A while back on tumblr, right after the tragic shootings in Orlando, I received a question about ISIS, and while the specific attacks I refer to in the beginning of the piece are not as time-relevent as they once were, I feel that the overall message still stands, and I wanted to post my response, semi-edited, on this blog also. You can find the original interaction here, if, for some reason, you want to read my very unpolished and far more emotionally charged reaction to this question.
Unnamed tumblr user: “What’s your opinions on ISIS and everything thats going on?”
The world that we live in today is messed up beyond belief, and I’m too tired to be afraid anymore. Orlando, Shanghai, Daraya, Tel Aviv, the horrors never end. I no longer check the news to see IF something horrible has happened, I check to see WHERE it happened, because there’s no longer any doubt in my mind that something terrible has happened.
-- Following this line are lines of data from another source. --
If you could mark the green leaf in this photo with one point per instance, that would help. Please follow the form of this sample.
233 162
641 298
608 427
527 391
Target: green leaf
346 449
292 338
We live in a world where people can’t walk down the street without fearing for their lives, without fearing that they might be killed for their faith, their race, or for who they love.
I see all the good people who are trying to set the world right, and I worry that it will never be enough, because it only takes one person to kill a thousand. I worry for my friends, my family, for strangers I’ve never met, because I know the world is cruel, and I’ve never known it any other way. My first memories are of walking around a mostly-deserted Boston airport after the attacks on 9/11, watching as bomb dogs sniffed luggage brought by the terrified few and far-between travelers. I grew up seeing millions die for nothing in the Iraq and Afghanistan wars, watching people kill each other on false convictions and over petty differences. I was a freshman in high school when the Boston Marathon Bombings happened, a sophomore for the protests in Kiev, a junior when Boko Haram attacked Nigeria, and a senior when a lone shooter massacred dozens of people in an Orlando nightclub, and terrorists killed over a hundred in Paris. None of these things surprised too much; these days i’m more surprised by something good happening, for in this world that we live in now, all we are ever shown is horrors. And none of these things scared me, because this is the world I’ve always known, and after a while you lose the ability to be afraid of what’s always there. These days, I’m more shocked when something good happens in the world. And for these reasons, I worry.
I worry for the future of my country, and for the future of the world, because I’ve seen what humanity is capable of when it’s at its worst. I study the past and see that humanity has never changed, we’ve only put new words on the same things, and I worry.
But I’m not afraid, because I’ve grown up in this world, and because if I give them my fear I’ve only done what they want, and because, despite all of this, I still have hope. Hope that one day the world might change, that everyone will be able to live in peace and get along, that people will learn tolerance, even if it comes reluctantly. I have hope that my brother’s children will grow up in a world better that we did, because despite everything, despite all the bad things that have happened, humanity IS trying, people are still doing good and charities are still working hard, and slowly, bit by bit, the world is becoming a better place than the one our parents and grandparents grew up in, better than the one we grew up in.
And so, despite everything, I have hope for our worlds future.